Texts:
Psalm 147:1-11, 20c
Proverbs 12:10-21
Galatians 5:2-15 (read 5:1-15; verse one is a gem!)
Verse 1 and verse 13 highlight each other in today's reading. "For freedom Christ has set us free. Stand firm, therefore, and do not submit again to a yoke of slavery... For you were called to freedom, brothers and sisters; only do not use your freedom as an opportunity for self-indulgence, but through love become slaves to one another."
Paul's chief concern in his letter to the Galatians is that they not be identified by anything other than Christ. It is through Christ's action and not anything the Galatians have done, that they have received adoption as children of God (Galatians 4:4-7). They have been freed from slavery that they might be freed for the other: "only do not use your freedom as an opportunity for self indulgence, but through love become slaves to one another," (Galatians 5:13).
It is difficult to understand Christian freedom. It seems it has been swallowed up by the American dream, in which one can pull oneself up by one's proverbial and spiritual bootstraps, able to force oneself to work one's way through the middle class, and to work one's way right up to the pearly gates. Freedom has come to mean personal freedom. It has come to mean only freedom from our neighbors, but not so much freedom for our neighbors.
The truth is, I think most of us, deep down, want to be freed from our neighbor, not freed for our neighbor. We want to be freed from relationship, freed from the guilt when we fail to care for the least of these, freed from sharing this subversive grace we have received.
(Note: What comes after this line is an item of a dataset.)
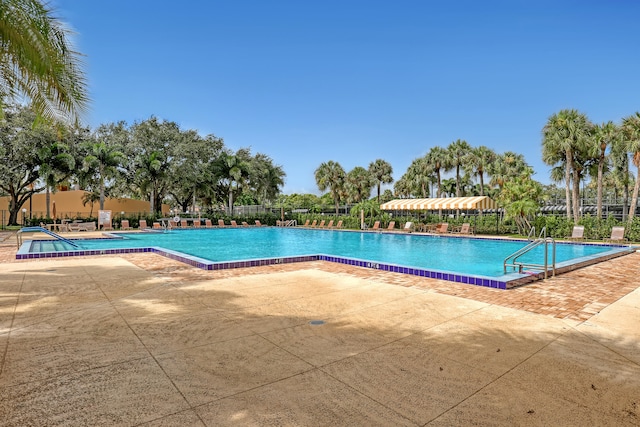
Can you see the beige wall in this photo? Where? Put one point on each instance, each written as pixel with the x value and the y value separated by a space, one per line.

But we have not been freed from relationship, we have been freed for the sake of relationship.
We have been made free so that we might see the least of these among us as our brothers and sisters. We have been made free so that we might see the margins as the place where the Gospel happens. We have been made free that we might be continually surprised by where Christ shows up. The Word comes to us from the margins of the page and the margins of society, reading between the lines of text and societal stratification, with layers of meaning and relationship that deconstruct our walls of separation and indifference. We have been made free so that we might be continually surprised by the God who frees us from ourselves for the sake of freeing us for the Other.